DHS received $244 million for cyber readiness programs, $432.7 million for federal cyber security efforts and $46.2 million to improve cyber infrastructure resilience.
The new spending bill numbers reflect a $40 million boost in cyber readiness and $40 million less for federal cyber security than was included in a previous budget estimate.
Lawmakers included provisions to ensure DHS’ National Cybersecurity and Communications Integration Center (NCCIC) has efficient funding to improve its cyber response teams' ability to address software vulnerabilities in critical infrastructure control systems.
NCCIC received $173.9 million for its Computer Emergency Response Teams, with $17 million specifically for enhancing malware analysis and incident response capabilities.
Included in the “federal cyber security” appropriations is $102.7 million for DHS’ Continuous Diagnostics and Mitigation program to improve network threat detection and $287.2 for the anti-cyber intrusion National Cybersecurity Protection System.
DHS’ National Protection and Programs Directorate (NPPD) is required under the bill to conduct an assessment of all election infrastructure vulnerabilities within the next 60 days and has 270 days to report on the results of established cyber information sharing programs.
NPPD has previously faced scrutiny over the year-long process it took for officials to warn election system leaders in 21 states that their voting infrastructure faced attempted hacking attacks in the 2016 elections.
To assist state and local election officials with their effort to improve the cyber resiliency of their voting systems ahead of the 2018 midterms, the new spending bill allocates $380 million to the Election Assistance Commission. The funding is meant to help states enhance their election technology and make security improvements.
“I applaud Senate leadership for including election security funding in this Omnibus appropriations bill. Although I object to this year’s broken budget process, the funding in this omnibus appropriations bill will help states modernize their voting systems and ensure that auditable ballots can provide safeguards against manipulation and malicious cyber attacks,” said Sen. James Lankford (R-Okla.) in a statement.
The National Association of Secretaries of State (NASS) applauded the inclusion of election security funding in the bill as a first step to acquiring the necessary security capabilities to address vulnerabilities in voting infrastructure.
“Safeguarding the integrity of our elections process will require the ongoing commitment and vigilance of the federal, state and local governments and our public and private partner institutions. I want to thank Congress on behalf of all Secretaries of State and all Americans for enabling us to acquire us additional tools to ensure election integrity. Nothing could be more important,” said Jim Condos, NASS President-elect Jim Condos and Vermont Secretary of State in a statement.
The new spending bill also allocates $100 million to start the Technology Modernization Fund, which federal agencies can use towards IT upgrade projects.
The fund, authorized under the Modernizing Government Technology Act, aims to help agencies move away from legacy IT systems carrying known cyber security vulnerabilities.

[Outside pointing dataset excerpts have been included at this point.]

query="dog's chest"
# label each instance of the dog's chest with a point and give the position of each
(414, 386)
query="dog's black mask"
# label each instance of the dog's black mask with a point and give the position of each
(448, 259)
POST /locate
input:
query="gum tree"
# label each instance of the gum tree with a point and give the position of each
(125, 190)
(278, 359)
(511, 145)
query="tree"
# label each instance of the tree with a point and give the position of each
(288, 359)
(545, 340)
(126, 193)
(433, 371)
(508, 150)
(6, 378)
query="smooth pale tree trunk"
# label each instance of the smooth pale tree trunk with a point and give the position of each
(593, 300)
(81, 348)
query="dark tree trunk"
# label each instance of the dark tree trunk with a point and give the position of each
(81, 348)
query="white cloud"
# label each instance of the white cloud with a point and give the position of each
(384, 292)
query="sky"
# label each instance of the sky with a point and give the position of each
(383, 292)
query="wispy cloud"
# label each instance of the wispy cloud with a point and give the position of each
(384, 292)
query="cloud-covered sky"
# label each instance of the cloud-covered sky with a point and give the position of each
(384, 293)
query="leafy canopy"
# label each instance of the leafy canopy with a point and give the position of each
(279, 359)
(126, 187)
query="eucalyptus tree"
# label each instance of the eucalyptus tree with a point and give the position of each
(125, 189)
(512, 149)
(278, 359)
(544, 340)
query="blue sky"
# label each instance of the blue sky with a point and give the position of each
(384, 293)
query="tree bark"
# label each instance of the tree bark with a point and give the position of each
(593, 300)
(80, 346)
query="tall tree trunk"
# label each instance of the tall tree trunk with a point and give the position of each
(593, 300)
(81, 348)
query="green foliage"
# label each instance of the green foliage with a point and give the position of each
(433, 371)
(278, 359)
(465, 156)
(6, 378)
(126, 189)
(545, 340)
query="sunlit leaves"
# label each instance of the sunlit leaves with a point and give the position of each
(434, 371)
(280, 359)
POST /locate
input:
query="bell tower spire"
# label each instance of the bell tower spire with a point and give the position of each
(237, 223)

“After the last two years of falling victim to multiple cyberattacks, it’s time for the United States Government to secure its digital information and infrastructure, and move government into the 21st century. Securing funding for the MGT Act in the FY18 Omnibus is reflective of the overwhelming bipartisan support the bill received in both Chambers of Congress throughout the multi-year initiative to make this a reality,” said Rep. Will Hurd (R-Texas) in a statement.